Hassan Nasser Thanks for sharing the information. I will go through the paper suggested by you. However, I didn't get mathematical proof for the quasi-orthogonality of the up-chirps and down-chirps. In the simulation, while demodulating the signal (overlap of up-chirp and down-chirp symbols), the simulator is always able to demodulate the up-chirp symbol when multiplying the signal with conjugate up-chirp and vice versa for down-chirp. I am unable to understand the logic behind it. The contradiction between the simulation results and theoretical results about the quasi orthogonality of up chirp and down chirp.
Simply put, they are, but to a certain degree. When you have concurrent chirps of various gradients, including negative gradients, your noise floor increases during demodulation. This results in reduced SNR.
Let me take a common scenario. An SF12 chirp is orthogonal to an SF7. But this does not mean we can pack as many as concurrent SF-7 transmissions and expect the SF-12 frame to be not impacted. During the demod process, the noise floor during the the SF-12 chirp will increase when you have an SF-7 (or any other orthogonal chirps) present.
Let me please refer you to https://wands.sg/publications/full_list/papers/TOSN_22_1.pdf for further information.
In LoRa modulation, up-chirps and down-chirps are not perfectly orthogonal to each other, but they are approximately orthogonal.
LoRa modulation uses a technique called chirp spread spectrum (CSS), in which the carrier frequency of the signal varies linearly over time. In up-chirp modulation, the carrier frequency increases over time, while in down-chirp modulation, the carrier frequency decreases over time.
When up-chirp and down-chirp signals are transmitted simultaneously, they will overlap in time and frequency. While they are not perfectly orthogonal, the spectral overlap is minimized by the LoRa modulation scheme, which uses a spreading factor to increase the duration of each chirp and reduce the bandwidth of the signal. The longer the chirp duration, the less overlap there is between the up-chirp and down-chirp signals.

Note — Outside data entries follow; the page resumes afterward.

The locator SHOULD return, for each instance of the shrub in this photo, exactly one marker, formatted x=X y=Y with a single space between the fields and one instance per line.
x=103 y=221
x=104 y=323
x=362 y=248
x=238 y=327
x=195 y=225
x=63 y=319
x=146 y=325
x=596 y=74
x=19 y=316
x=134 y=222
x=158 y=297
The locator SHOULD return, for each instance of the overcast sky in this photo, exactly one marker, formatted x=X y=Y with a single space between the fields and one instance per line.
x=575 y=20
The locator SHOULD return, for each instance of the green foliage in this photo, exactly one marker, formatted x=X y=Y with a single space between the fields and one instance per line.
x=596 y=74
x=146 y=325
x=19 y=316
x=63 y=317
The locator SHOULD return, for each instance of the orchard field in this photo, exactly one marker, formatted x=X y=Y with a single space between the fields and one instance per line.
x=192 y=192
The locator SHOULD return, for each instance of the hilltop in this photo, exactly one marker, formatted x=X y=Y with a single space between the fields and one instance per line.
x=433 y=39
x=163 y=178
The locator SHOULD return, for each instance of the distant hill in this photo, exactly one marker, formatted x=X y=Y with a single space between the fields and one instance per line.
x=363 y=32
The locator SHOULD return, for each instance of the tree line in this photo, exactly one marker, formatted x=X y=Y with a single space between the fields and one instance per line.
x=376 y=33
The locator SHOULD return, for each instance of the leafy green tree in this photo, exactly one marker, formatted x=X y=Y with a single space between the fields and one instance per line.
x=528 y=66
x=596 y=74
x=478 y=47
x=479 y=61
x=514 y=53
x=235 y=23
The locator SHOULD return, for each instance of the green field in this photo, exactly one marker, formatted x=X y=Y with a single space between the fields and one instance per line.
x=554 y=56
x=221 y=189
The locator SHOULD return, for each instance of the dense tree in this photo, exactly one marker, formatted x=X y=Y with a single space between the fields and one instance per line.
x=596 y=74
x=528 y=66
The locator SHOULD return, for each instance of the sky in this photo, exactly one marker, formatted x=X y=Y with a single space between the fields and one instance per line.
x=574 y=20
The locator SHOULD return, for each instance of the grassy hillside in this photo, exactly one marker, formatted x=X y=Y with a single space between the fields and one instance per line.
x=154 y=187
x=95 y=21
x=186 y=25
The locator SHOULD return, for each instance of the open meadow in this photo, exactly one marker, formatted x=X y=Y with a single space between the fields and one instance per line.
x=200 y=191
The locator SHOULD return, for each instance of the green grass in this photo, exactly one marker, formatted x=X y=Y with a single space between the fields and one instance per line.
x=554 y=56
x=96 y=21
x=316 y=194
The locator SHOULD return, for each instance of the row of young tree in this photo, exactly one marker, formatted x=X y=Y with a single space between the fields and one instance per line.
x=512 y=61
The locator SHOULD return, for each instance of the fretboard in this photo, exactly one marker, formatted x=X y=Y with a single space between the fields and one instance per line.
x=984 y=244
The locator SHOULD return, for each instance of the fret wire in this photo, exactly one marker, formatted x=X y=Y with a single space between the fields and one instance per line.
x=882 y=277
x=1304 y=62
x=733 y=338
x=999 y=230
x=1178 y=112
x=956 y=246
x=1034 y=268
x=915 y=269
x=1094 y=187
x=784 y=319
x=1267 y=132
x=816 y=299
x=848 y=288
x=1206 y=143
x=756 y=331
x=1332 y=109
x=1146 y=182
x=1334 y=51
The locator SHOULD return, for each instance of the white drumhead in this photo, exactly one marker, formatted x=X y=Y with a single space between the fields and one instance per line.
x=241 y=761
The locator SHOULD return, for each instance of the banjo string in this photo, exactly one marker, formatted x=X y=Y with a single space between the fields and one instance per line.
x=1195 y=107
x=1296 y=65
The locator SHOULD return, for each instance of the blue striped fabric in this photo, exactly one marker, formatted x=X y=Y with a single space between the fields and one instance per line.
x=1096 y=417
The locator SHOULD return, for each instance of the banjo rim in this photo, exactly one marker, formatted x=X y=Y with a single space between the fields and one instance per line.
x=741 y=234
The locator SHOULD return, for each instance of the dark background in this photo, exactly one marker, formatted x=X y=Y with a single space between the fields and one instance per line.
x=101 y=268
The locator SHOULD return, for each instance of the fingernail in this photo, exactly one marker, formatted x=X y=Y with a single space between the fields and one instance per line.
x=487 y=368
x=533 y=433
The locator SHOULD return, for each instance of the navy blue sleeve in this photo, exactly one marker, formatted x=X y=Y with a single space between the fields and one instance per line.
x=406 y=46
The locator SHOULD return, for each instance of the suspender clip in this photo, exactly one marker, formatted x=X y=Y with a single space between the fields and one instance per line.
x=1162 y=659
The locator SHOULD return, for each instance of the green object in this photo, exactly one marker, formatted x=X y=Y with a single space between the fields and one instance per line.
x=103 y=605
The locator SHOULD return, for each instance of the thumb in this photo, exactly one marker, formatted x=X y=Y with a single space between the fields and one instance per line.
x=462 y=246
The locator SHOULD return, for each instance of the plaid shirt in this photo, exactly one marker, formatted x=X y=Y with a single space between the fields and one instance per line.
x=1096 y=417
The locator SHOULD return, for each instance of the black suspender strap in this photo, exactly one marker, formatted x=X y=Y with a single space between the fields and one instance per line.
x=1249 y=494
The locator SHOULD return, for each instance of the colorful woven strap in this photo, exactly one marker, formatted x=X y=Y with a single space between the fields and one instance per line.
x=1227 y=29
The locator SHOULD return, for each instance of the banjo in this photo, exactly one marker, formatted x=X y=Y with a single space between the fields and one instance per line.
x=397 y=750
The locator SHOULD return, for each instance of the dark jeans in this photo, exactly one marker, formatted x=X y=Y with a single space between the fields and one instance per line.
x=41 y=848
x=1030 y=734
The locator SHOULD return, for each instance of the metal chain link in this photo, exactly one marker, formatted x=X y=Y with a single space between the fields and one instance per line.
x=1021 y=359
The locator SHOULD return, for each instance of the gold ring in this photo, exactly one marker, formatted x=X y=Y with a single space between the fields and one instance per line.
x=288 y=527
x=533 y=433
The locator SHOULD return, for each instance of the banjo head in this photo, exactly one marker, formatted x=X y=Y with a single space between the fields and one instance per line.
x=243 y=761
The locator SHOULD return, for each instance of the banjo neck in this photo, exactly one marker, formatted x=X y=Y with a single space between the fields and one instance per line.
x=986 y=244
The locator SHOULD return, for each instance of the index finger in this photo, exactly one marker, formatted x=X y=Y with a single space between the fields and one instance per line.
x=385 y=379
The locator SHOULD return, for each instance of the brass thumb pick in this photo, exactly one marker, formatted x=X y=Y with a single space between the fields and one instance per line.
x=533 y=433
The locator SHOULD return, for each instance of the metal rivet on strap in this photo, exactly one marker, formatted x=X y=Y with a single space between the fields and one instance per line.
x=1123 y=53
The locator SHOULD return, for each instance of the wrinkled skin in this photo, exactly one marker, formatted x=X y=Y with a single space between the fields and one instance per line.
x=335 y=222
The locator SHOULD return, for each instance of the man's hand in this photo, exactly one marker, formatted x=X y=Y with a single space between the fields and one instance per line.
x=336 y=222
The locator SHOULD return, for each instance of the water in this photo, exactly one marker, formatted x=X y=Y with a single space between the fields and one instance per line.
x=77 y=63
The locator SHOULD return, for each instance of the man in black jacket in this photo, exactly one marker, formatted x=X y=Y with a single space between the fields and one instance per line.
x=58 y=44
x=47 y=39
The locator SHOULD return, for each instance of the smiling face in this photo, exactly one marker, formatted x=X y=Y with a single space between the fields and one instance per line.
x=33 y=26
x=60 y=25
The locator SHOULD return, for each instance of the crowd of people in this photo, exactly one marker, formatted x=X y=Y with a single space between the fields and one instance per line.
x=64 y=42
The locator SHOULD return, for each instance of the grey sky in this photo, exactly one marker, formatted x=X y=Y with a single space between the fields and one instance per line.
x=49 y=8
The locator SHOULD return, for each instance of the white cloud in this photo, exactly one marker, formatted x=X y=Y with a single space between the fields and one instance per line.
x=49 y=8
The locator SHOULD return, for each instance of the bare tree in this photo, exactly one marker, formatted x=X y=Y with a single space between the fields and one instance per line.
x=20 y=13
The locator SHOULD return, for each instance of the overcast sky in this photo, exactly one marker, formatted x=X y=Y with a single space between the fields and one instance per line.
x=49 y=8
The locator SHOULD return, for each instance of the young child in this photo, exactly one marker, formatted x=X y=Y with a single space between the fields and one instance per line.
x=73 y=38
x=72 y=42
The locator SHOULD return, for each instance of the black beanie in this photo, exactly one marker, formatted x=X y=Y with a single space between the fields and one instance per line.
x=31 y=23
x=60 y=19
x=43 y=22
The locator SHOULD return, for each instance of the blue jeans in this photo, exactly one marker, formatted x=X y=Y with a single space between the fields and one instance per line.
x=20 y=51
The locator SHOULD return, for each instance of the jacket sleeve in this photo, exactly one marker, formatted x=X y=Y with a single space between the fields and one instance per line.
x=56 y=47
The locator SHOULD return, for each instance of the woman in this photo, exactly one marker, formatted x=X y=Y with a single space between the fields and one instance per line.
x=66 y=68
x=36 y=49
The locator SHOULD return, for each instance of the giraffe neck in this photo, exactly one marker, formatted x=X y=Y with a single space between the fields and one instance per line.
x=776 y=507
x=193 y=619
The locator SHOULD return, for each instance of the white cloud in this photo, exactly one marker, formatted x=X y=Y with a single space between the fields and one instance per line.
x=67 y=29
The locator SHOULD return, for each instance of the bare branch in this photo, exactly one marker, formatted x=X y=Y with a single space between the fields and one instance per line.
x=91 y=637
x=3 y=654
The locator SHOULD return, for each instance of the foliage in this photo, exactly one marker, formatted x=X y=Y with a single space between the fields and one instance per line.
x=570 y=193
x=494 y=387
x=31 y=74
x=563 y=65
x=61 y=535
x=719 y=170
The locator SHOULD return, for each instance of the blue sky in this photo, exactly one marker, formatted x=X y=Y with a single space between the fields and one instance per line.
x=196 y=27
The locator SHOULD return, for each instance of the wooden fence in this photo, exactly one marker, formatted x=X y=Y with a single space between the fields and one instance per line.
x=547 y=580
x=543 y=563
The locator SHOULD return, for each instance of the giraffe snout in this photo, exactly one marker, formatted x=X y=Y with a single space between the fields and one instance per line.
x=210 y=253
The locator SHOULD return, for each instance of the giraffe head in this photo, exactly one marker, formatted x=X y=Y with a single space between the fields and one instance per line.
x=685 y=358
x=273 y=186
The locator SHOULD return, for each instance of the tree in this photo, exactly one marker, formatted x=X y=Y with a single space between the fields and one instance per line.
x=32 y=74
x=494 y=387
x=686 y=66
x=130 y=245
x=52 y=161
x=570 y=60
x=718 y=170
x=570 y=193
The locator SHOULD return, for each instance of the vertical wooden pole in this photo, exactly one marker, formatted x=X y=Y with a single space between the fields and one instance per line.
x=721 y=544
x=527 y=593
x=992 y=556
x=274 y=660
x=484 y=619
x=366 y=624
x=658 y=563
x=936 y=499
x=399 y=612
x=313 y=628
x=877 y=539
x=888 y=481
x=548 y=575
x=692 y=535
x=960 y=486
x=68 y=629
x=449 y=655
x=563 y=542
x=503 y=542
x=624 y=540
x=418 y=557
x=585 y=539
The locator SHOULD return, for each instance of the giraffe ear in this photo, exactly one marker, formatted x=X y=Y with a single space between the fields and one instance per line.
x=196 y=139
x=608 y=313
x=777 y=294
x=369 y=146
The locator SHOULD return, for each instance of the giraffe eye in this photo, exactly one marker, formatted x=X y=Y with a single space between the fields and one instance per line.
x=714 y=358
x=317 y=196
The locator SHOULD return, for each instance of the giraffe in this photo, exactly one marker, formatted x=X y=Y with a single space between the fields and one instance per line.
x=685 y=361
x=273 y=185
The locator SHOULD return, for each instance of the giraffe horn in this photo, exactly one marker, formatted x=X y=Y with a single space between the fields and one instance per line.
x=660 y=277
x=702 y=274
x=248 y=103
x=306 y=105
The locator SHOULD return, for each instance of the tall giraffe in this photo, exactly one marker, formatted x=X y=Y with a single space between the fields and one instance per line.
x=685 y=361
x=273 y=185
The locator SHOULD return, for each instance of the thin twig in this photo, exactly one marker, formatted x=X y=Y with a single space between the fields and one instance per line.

Overall, the up-chirp and down-chirp signals in LoRa modulation are designed to be as orthogonal as possible, but there will still be some level of correlation between them due to their overlapping spectral content.
For more on LoRa, you can read this recent survey here [1] and a dual mode CSS which preserves orthogonality here [2]
[1] Azim, Ali Waqar, et al. "A Survey on Chirp Spread Spectrum-based Waveform Design for IoT." arXiv preprint arXiv:2208.10274 (2022).
[2] Azim, Ali Waqar, et al. "Dual-Mode Chirp Spread Spectrum Modulation." IEEE Wireless Communications Letters 11.9 (2022): 1995-1999.